Phase 4: Make it searchable
Once transcripts are tagged and named consistently, your options for search depend on your team's tools:
- Notion: Upload transcripts as Notion pages. Notion's search indexes all text. Add the metadata as Notion page properties for filtering.
- Google Drive: Store as Google Docs. Google Drive's search works across all document content.
- Obsidian or Roam: Paste transcripts as notes. Tag-based navigation and full-text search work well for knowledge management use cases.
- Custom search: For large archives (100+ videos), consider a vector database or Elasticsearch setup that enables semantic search — finding relevant transcripts even when you don't know the exact words used.
Phase 5: Build a repeatable intake workflow
A content library only stays current if new content is transcribed and catalogued as it is created. Build this into your regular content workflow:
- Every new video is transcribed within 24 hours of publication using TranscribeVideo.ai.
- The AI metadata prompt generates the header block automatically.
- The transcript is added to the library and tagged before the week ends.
This intake workflow adds approximately 10–15 minutes per video — a small overhead relative to the long-term value of a fully searchable content archive.
Use cases for a text-based video library
- Content repurposing: Find relevant material from past videos to include in current articles or social posts without re-watching old content.
- Sales enablement: Sales teams can search for specific product claims, customer success stories, or competitive comparisons from video content.

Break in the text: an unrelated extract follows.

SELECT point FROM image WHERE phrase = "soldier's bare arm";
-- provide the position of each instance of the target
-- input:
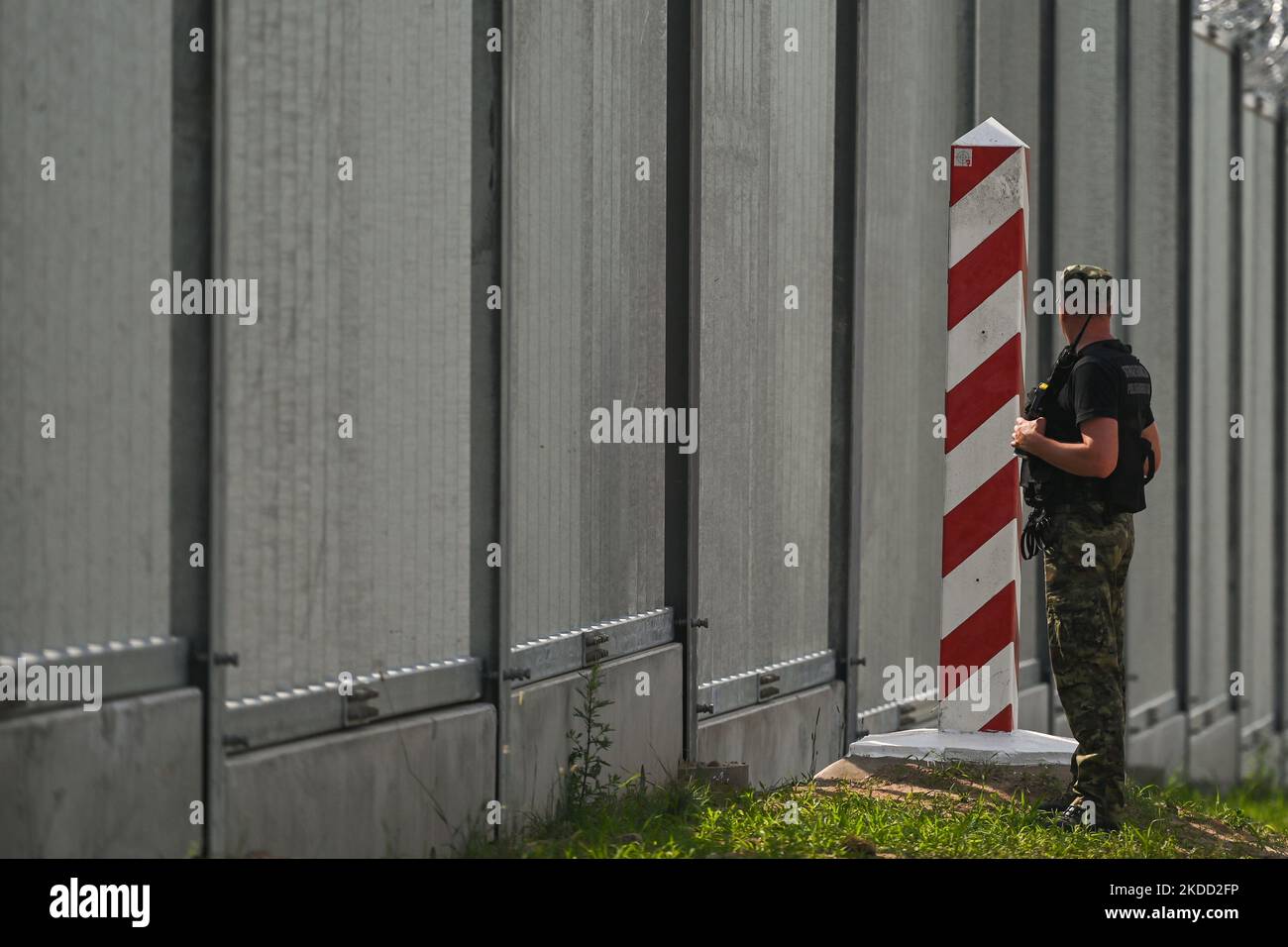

- Training: New team members can search the knowledge base for tutorials and explanations rather than booking time with senior colleagues.

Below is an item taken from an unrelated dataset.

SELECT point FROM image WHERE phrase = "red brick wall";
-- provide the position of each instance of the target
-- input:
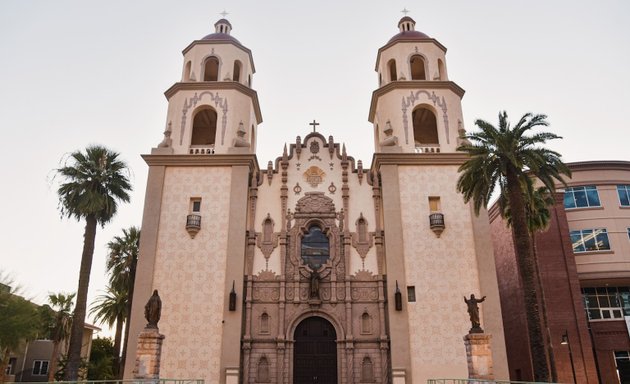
(565, 310)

- Client reporting: Agencies can pull relevant video excerpts for client presentations without manually hunting through recordings.

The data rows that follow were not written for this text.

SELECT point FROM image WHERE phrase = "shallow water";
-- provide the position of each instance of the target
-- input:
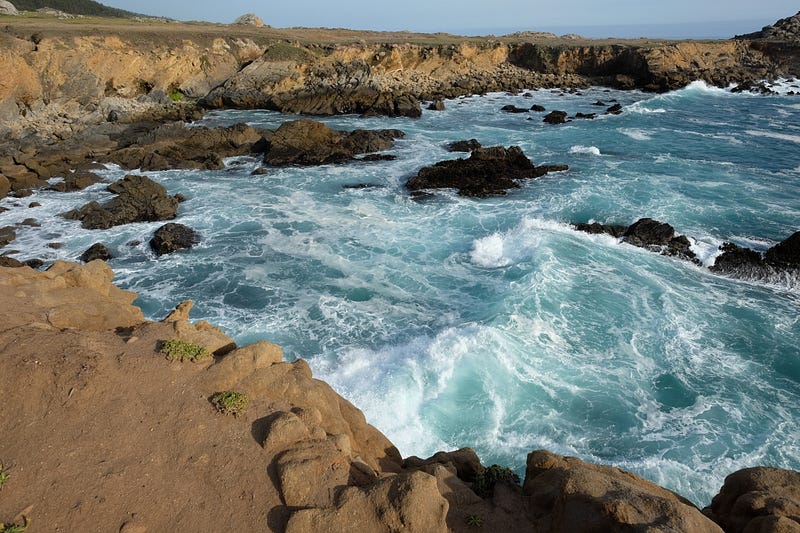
(491, 323)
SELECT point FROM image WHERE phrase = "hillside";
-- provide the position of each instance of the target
(75, 7)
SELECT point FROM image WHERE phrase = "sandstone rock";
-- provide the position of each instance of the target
(306, 142)
(567, 494)
(760, 499)
(555, 117)
(96, 251)
(409, 503)
(249, 19)
(7, 234)
(76, 181)
(139, 200)
(488, 171)
(172, 237)
(7, 8)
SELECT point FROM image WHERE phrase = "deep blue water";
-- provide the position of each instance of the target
(491, 323)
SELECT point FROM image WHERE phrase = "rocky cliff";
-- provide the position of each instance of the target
(67, 77)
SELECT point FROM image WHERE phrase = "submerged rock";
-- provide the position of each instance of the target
(488, 171)
(139, 199)
(172, 237)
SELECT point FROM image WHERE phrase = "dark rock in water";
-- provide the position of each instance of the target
(463, 146)
(487, 172)
(596, 228)
(307, 142)
(555, 117)
(10, 262)
(7, 234)
(76, 181)
(377, 157)
(172, 237)
(96, 251)
(648, 232)
(568, 494)
(139, 199)
(785, 253)
(760, 499)
(34, 263)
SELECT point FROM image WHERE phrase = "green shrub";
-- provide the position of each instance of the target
(486, 480)
(230, 402)
(178, 350)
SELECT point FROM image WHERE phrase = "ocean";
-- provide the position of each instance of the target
(491, 323)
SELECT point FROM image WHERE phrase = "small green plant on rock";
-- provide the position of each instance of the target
(178, 350)
(486, 480)
(474, 520)
(230, 402)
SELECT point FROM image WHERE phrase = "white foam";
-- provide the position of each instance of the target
(580, 149)
(774, 135)
(636, 134)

Frequently asked questions
How long does it take to transcribe 100 videos?
With batch processing, the transcription itself takes 1–2 hours for 100 videos of average length. Adding metadata and organizing the files adds another 2–4 hours depending on your process. A full 100-video backlog can realistically be converted to a searchable library in a single day.
What about videos that are not on YouTube?
Upload them to YouTube as unlisted first, then transcribe via URL. Alternatively, use a local transcription tool like Whisper for video files you cannot or do not want to upload to any platform.